If a vapor power cycle states, "Within the vapor dome" --&gt; Carnot Cycle problem for sure.

Know Carnot, Rankine, and Brayton cycles backwards and forwards.

An example of a Brayton refrigeration cycle is not in MERM. Just reverse the arrows on the Braton power cycle, same diagram, it's now Q_out (cooling), rather than Q_in (combustion), etc. and solve for COP (coefficient of performance) rather than overall efficiency.

There's many more, but these are some of the basics.


----------



## tmacier (Sep 23, 2010)

The questions was asked on orginization-

I am taking the thermo section and am planning on only taking the following books: MERM, NCEES practive problems and sixminute solution problems.

I fear that if I bring in to much I wont find what I am looking for-

As I practice problems I am taking notes and adding stuff to the MERM-

Am I crazy? Any one take this approach?

Tim


----------



## Shaggy (Sep 23, 2010)

tmacier,

The path you are following is fine. The best recommendation I can give is to do as many problems as possible. Make notes or whatever you need. This will allow you to get familiar with your references. Don't bring references to the test that you didn't use on practice problems.


----------



## abourne (Sep 24, 2010)

Tim,

That sounds about right.

I'm going to bring my Schigley Machine Design book. I'm doing Thermo afternoon, but it's a good reference for some of the beam diagrams, centroids, moments of inertia, etc. It's one of the only books that's usually recommended.

I agree with Shaggy.

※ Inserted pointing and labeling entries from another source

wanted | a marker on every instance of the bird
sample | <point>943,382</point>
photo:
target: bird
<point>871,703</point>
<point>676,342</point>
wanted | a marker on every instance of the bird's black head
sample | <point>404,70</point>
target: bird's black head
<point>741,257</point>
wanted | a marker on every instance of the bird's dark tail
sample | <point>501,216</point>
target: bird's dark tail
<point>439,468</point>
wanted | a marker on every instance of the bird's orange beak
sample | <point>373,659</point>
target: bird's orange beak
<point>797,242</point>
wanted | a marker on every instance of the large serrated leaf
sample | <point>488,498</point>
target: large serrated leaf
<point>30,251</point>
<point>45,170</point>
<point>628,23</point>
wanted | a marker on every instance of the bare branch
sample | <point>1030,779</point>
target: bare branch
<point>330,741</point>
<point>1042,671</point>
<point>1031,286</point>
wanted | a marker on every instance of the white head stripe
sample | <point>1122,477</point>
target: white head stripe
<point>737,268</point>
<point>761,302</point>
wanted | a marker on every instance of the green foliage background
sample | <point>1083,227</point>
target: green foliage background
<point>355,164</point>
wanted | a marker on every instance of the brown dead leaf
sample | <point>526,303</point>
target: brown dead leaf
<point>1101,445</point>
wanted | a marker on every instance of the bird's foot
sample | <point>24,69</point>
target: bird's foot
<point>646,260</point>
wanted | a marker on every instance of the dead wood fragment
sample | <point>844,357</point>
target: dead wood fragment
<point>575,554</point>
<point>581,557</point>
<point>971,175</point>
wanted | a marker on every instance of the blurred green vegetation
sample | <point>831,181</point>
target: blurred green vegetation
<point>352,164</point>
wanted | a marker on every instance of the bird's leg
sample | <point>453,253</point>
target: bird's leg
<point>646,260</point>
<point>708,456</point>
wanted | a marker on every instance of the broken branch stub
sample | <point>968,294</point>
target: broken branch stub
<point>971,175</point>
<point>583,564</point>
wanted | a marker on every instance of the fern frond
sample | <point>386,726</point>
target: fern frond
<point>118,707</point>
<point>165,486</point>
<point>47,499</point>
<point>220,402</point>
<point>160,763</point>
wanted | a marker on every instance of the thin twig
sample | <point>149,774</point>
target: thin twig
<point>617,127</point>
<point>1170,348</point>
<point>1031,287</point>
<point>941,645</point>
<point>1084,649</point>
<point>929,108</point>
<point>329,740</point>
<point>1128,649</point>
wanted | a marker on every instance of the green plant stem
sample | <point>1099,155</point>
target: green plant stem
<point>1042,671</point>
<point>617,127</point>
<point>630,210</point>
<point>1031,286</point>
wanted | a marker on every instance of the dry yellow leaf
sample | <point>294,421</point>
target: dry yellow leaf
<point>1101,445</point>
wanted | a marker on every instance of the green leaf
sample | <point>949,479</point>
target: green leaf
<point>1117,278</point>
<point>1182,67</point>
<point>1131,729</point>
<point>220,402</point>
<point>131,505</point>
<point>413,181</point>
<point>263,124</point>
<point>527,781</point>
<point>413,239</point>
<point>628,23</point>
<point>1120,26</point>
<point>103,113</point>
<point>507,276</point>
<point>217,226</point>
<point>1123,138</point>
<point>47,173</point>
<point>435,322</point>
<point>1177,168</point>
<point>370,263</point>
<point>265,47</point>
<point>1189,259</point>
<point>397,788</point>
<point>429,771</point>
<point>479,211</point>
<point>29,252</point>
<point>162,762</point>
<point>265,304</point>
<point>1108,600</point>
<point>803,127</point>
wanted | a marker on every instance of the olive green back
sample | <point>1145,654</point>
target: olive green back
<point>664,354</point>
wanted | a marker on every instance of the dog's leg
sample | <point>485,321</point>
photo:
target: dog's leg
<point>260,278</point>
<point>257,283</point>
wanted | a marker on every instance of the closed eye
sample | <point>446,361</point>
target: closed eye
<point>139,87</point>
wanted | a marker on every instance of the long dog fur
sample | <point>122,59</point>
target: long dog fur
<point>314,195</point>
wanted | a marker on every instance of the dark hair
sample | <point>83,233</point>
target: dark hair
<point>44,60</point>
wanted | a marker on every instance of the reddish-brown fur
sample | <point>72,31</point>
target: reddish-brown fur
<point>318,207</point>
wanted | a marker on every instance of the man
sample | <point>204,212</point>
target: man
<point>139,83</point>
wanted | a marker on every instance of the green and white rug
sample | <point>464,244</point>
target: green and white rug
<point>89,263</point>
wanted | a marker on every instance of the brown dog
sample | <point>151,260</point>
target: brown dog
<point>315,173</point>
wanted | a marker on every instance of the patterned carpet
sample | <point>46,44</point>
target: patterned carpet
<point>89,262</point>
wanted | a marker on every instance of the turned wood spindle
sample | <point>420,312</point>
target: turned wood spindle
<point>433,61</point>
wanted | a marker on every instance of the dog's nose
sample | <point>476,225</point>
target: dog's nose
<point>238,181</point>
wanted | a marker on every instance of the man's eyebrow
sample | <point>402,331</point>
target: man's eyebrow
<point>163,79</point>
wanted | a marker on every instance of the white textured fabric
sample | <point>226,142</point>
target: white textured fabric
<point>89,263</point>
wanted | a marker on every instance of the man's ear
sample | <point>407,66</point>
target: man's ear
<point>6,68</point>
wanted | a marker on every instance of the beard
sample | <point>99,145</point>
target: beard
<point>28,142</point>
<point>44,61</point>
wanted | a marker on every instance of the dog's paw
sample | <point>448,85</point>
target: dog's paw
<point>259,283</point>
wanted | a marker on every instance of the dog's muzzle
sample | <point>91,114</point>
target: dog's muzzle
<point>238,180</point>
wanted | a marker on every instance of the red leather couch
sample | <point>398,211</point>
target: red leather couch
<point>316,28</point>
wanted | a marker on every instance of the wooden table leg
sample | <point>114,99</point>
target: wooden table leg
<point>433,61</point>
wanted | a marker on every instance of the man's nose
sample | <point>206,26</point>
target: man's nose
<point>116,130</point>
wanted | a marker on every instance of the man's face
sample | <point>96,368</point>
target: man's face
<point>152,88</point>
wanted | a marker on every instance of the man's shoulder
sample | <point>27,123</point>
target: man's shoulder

Don't bring in materials you didn't use to practice and prepare.

A lot of things I'm bringing in are class notes and other materials in binders.


----------



## RobertR (Jan 10, 2011)

abourne said:


> Shaggy said:
> 
> 
> > Are you taking review course taught by Rich Davis?
> ...



Were you in the Irvine class? I think Rich made the difference in helping me to pass.


----------